Paul LePage, whose compelling life story and anti-establishment message lifted the Republican to victory in November, pledged to bring an open-minded, nonpartisan approach to the Blaine House on Wednesday after being sworn in as the state’s newest governor.
LePage took the oath of office at approximately 12:25 p.m. as his family and four governors looked on from the stage and more than 5,000 energized supporters watched from the seats of the Augusta Civic Center. An evening reception for LePage at the civic center drew an estimated 4,000 people.
Addressing the crowd immediately after taking the oath, LePage echoed many of the themes of his gubernatorial campaign: government accountability, improving Maine’s business climate, education and welfare reform, and listening to residents about their concerns.
Saying, “I have four years and a job to do,” LePage also repeated what has become a chorus of his incoming administration: putting people before politics.
LePage elicited a roar of approval from the crowd when he said the framers of Maine’s constitution “had it right” when they left out the word “politics” and any mention of specific political parties. The word “people,” on the other hand, appears 49 times in the document, he said.
“Partisan affiliations, political leanings and the obsession with winning and losing have been getting in the way of solving our problems,” LePage said. “We need a new approach and it starts here. It starts today and I need all of your help.”
Wednesday’s inaugural ceremonies capped a seemingly storybook narrative for the 62-year-old.
Homeless at age 11 after running away from an abusive father, LePage eventually was taken in by two Lewiston families and worked his way through college with the help of others.
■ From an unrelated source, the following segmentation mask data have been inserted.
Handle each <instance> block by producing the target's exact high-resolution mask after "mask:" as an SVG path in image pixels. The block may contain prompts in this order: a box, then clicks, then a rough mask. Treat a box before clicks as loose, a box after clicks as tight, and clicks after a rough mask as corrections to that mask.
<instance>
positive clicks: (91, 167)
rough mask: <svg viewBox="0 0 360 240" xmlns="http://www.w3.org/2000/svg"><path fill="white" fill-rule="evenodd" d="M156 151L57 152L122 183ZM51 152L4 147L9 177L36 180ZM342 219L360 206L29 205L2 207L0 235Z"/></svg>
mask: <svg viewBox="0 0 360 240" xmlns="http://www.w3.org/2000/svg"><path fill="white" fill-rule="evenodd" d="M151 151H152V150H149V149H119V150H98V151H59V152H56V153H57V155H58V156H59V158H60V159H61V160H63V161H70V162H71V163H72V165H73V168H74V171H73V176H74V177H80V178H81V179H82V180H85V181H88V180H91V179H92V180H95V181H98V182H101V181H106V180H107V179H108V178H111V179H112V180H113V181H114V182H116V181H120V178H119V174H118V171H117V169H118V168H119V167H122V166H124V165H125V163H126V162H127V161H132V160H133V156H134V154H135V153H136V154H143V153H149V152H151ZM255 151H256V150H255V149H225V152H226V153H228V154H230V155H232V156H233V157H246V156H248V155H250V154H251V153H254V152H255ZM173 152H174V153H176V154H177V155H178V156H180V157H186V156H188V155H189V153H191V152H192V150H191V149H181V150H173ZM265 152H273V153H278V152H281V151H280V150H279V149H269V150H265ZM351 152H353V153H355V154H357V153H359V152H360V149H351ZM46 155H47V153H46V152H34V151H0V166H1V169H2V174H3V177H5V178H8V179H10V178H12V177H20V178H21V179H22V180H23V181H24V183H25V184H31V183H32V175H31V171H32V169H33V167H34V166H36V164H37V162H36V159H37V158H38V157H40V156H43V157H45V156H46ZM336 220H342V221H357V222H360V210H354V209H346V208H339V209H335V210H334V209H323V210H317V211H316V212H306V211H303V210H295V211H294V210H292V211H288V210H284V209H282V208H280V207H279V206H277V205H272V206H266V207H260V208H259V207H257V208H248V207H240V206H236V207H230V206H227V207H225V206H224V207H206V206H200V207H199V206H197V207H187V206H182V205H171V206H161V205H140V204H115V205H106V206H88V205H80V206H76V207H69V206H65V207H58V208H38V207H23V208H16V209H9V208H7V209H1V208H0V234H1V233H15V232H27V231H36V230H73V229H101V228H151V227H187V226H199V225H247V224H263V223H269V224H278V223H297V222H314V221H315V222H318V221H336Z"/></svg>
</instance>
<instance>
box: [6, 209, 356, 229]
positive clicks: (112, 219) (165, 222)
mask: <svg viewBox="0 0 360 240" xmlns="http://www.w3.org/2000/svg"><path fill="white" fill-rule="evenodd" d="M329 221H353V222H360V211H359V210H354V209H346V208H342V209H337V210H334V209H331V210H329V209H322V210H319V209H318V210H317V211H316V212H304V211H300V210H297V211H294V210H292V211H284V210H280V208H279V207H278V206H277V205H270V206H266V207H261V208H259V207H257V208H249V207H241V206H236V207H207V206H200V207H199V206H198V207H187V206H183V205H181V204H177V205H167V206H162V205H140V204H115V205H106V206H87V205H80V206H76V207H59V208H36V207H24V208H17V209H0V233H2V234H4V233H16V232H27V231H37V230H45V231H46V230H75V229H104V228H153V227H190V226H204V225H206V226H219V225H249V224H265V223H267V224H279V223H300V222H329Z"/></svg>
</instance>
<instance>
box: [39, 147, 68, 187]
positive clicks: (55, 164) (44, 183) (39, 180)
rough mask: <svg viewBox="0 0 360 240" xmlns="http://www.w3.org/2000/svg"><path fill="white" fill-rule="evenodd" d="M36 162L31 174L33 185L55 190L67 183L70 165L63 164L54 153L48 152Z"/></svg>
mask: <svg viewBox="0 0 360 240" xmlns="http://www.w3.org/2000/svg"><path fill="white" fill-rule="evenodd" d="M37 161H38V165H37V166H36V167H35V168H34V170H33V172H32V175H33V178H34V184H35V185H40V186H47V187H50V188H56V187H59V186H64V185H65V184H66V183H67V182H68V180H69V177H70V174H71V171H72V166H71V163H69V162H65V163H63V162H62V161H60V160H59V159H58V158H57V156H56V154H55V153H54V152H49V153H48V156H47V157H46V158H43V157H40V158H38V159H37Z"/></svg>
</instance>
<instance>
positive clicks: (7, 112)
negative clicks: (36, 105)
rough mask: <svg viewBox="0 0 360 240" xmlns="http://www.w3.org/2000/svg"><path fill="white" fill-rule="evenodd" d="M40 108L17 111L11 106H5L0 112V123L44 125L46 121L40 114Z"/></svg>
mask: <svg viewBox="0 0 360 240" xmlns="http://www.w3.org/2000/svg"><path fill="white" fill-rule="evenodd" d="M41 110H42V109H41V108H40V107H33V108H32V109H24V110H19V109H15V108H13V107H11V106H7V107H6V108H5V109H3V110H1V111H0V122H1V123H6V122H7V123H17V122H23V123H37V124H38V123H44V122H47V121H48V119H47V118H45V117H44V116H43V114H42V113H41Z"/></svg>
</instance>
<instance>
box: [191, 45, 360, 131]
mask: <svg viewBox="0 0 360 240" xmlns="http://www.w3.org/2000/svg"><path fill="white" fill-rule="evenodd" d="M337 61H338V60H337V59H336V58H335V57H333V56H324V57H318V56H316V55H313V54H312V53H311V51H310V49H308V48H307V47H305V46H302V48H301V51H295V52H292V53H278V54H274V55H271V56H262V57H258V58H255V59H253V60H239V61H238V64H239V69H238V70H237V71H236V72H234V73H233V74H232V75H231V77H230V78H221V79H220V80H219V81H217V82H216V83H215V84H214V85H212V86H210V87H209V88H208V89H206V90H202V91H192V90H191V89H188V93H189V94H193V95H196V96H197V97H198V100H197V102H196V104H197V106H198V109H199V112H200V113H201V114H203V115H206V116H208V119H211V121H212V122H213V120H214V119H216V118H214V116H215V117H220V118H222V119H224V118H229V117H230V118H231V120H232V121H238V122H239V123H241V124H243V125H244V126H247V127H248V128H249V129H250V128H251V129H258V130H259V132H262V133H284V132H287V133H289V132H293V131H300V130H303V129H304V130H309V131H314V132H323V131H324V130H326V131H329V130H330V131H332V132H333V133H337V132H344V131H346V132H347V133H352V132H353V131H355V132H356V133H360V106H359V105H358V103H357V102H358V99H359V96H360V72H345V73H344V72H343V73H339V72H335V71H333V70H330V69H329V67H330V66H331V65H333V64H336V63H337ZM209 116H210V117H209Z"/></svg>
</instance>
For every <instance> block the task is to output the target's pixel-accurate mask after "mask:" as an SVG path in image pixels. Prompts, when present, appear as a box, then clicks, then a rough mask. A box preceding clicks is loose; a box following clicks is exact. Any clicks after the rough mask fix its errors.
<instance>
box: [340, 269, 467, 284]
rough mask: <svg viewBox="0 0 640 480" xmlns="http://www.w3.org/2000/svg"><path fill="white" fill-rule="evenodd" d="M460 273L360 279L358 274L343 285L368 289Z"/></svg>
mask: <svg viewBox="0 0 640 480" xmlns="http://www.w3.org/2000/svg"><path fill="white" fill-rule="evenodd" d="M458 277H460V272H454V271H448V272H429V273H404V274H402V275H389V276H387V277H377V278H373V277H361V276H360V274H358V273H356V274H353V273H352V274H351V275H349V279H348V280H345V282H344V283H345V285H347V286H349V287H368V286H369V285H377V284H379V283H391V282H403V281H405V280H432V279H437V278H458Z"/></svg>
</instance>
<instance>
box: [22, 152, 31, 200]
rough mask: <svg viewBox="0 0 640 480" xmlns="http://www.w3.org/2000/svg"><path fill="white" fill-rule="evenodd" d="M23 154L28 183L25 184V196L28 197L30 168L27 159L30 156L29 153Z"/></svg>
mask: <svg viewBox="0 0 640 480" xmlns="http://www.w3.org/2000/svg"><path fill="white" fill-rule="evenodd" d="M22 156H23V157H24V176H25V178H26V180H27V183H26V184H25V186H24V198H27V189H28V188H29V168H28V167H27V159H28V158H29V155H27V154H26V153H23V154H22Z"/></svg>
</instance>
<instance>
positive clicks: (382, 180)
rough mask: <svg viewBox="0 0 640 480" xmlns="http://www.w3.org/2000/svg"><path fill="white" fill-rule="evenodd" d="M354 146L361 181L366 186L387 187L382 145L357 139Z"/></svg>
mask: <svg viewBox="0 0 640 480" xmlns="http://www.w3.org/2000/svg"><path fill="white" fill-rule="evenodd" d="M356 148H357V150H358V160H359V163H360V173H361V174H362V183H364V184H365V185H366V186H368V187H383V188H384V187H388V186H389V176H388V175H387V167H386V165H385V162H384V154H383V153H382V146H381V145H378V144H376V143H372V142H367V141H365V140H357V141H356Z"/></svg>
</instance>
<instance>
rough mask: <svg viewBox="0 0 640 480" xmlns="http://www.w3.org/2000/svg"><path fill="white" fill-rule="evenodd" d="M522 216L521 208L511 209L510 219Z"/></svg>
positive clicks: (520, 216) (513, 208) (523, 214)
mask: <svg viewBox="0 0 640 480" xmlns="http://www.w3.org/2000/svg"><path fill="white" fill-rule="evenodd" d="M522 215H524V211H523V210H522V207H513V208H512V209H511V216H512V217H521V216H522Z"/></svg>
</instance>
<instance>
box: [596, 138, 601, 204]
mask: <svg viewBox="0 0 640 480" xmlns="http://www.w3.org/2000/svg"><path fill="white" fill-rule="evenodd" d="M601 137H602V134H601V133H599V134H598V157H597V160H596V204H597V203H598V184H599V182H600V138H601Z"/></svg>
He succeeded in business — most recently as general manager of the Marden’s discount chain store — and served as mayor of Waterville before launching his campaign for governor.
“Paul says together we can move Maine forward, and he is right,” said Bruce Myrick, whose family took the young LePage in from the streets. “He is a product of that spirit and we are very proud of him.”
Inauguration day began early Wednesday with all of the official ceremony that accompanies the installation of a new governor. A delegation of lawmakers, after affirming the results of the November election, walked from the State House to the Blaine House to deliver the good news to a waiting LePage.
The new governor then had coffee and tea in the Blaine House with four of his predecessors: John Baldacci, Angus King, John McKernan and Joseph Brennan. In a break from recent practice, all four of the former governors also attended the inauguration.
During his speech, the newly minted governor pledged to listen to anyone and said there would be no “favors for special interests.” He also announced plans for town hall meetings throughout Maine, breakfast gatherings with groups and constituent service hours.
But his speech also included some of the campaign rhetoric that proved so popular with an electorate frustrated with government and the slow economic recovery.
Some of the loudest rounds of applause from the predominantly Republican crowd came when he said, “I do not care about editorials” and promised to address the concerns of “taxpayers tired of footing the bill for a bloated establishment in Augusta.”
“It is time to make state government more accountable,” LePage said to loud cheers. “It is time to deliver value to our taxpayers. It is time to put people ahead of politics.”
After the inauguration, Rep. David Webster, D-Freeport, said he was disappointed to hear LePage continue to refer to state government as “bloated.” Webster suggested that LePage and the Legislature’s new Republican leadership soon will learn that cutting the budget without decimating services is easier said than done.
“I just feel sorry for all the state workers who are hearing that,” said Webster, who serves on the budget-writing Appropriations and Financial Affairs Committee. “I’ve seen those people — a lot of them — working long hours for nothing. At night and on the weekends, there they are.”
Democratic leaders welcomed LePage’s assurances that he will accept good ideas from anyone, regardless of political label. But they expressed concerns about the lack of specifics in his speech and what they viewed as partisan rhetoric on issues such as welfare.
House Minority Leader Emily Cain, D-Orono, said Democrats do not want to see the state move backward in the areas of environmental protection, education and support for the state’s most vulnerable residents.
Cain said much of LePage’s address sounded like a campaign speech, adding that calling government “bloated” and targeting welfare may be popular politically but does not address the underlying problems facing the state.
“The goals that the governor has laid out about job creation, about economic prosperity for the state of Maine, are things that we all want,” said Cain. “But now it is time for us to find out what the numbers mean, what the policies are that he will be proposing, what the budget will look like. Because that will determine our ability to move with the kind of lofty goals that he put before us today.”
The inaugural ceremony, which was actually a special joint session of the Legislature, featured performances from a drumming and choral group of Passamaquoddy young people as well as the Maine Steiners, an a cappella group from the University of Maine.
Military personnel from Maine also were featured prominently throughout the ceremony, from the Maine Army National Guard’s 195th Army Band to the All-Service Honor Guard that included representatives from the Army, Navy, Air Force, Marines and Coast Guard.
An estimated 4,000-plus people returned to the civic center Wednesday evening for an informal reception, which the governor had requested rather than the traditional inaugural ball in order to reduce costs.
LePage and his wife, Ann, greeted supporters waiting in the lengthy receiving line, with the governor frequently stopping to sign inauguration programs or other keepsakes.
During the campaign, LePage frequently said one of his first acts as governor would be to erect a sign at the southern end of the Maine Turnpike proclaiming that Maine was “open for business.”
And just before 8 p.m. Wednesday, LePage received a gift inspired by that pledge: a large, blue highway sign reading “OPEN FOR BUSINESS.”
The sign was the idea of John Stewart and Cynthia Rosen, a couple from Washington, who solicited donations ranging from $5 to $100 from LePage supporters. Stewart said he purchased the official highway sign for $1,300 from a sign-manufacturing company in Texas.
“We’ll take a ride to Kittery in the morning and we’ll put it up,” LePage said, grinning.